Nel frattempo Eusebio di Cesarea, il biografo di Costantino, aveva enunciato la dottrina che l'autorità imperiale viene direttamente da Dio; che l'impero è l'attuazione terrena dell'ordine divino e che ad esso spetta il governo di tutto il mondo nel quale deve far trionfare la Chiesa di Cristo. Così, a partire da Costantino, gli imperatori intervennero spesso arbitri nelle elezioni dei papi, specie in caso di conflitto fra opposti partiti. Da parte sua papa Gelasio I, nel 494, si trovò nella necessità di scrivere all'imperatore Anastasio I una lettera, al fine di distinguere i due poteri e di affermare la soggezione del principe al sacerdote in materia di fede e di costumi:
“sono in effetti due -o supremo augusto imperatore- le principali autorità su cui il mondo si regge: quella consacrata dei pontefici e il potere regale.
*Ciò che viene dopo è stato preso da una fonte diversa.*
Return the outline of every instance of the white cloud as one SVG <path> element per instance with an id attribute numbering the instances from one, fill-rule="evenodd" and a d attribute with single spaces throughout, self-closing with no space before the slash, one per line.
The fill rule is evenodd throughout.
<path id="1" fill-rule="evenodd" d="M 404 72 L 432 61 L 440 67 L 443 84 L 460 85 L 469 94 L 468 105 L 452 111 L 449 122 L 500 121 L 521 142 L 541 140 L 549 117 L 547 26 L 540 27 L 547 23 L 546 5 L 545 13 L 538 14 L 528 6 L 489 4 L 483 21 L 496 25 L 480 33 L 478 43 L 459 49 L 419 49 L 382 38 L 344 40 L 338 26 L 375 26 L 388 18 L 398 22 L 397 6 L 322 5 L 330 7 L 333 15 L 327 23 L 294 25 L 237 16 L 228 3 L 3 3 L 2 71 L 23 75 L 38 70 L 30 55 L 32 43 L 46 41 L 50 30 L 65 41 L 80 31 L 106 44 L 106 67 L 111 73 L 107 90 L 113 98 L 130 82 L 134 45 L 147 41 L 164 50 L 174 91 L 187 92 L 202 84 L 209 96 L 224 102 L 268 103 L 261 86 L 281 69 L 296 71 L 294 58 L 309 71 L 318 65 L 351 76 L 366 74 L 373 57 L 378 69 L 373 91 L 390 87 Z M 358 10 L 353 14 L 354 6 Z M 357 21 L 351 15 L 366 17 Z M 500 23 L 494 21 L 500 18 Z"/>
Fra esse il peso che debbono sopportare i sacerdoti è tanto più grave in quanto al giudizio divino dovranno rendere conto anche per gli stessi re degli uomini. Sai infatti o figlio clementissimo che anche se primeggi per dignità su tutto il genere umano, tuttavia pieghi devotamente il collo dinanzi ai presuli religiosi e sai di doverti sottomettere, come è opportuno, alle loro disposizioni, in base all’ordine religioso, piuttosto che essere loro preposto, e perciò su questi argomeni sai di dover dipendere tu dal loro giudizio, mentre loro non accettano di essere ricondotti alla tua volontà”.
Ma come mediare l’auctoritas dei papi con la potestas degli imperatori? Né con papa Gelasio, né successivamente altri giunsero tuttavia a formulare precisi accordi che limitassero le rispettive attribuzioni. Fino al sec. XI ci fu un’interferenza della potestas imperiale nei riguardi della Chiesa. L’irregolarità delle intromissioni nelle elezioni dei vescovi, abati e preti provocò lo scandalo del sec. XI, cioè la simonia e la necessità di una riforma: da qui la lotta per le investiture.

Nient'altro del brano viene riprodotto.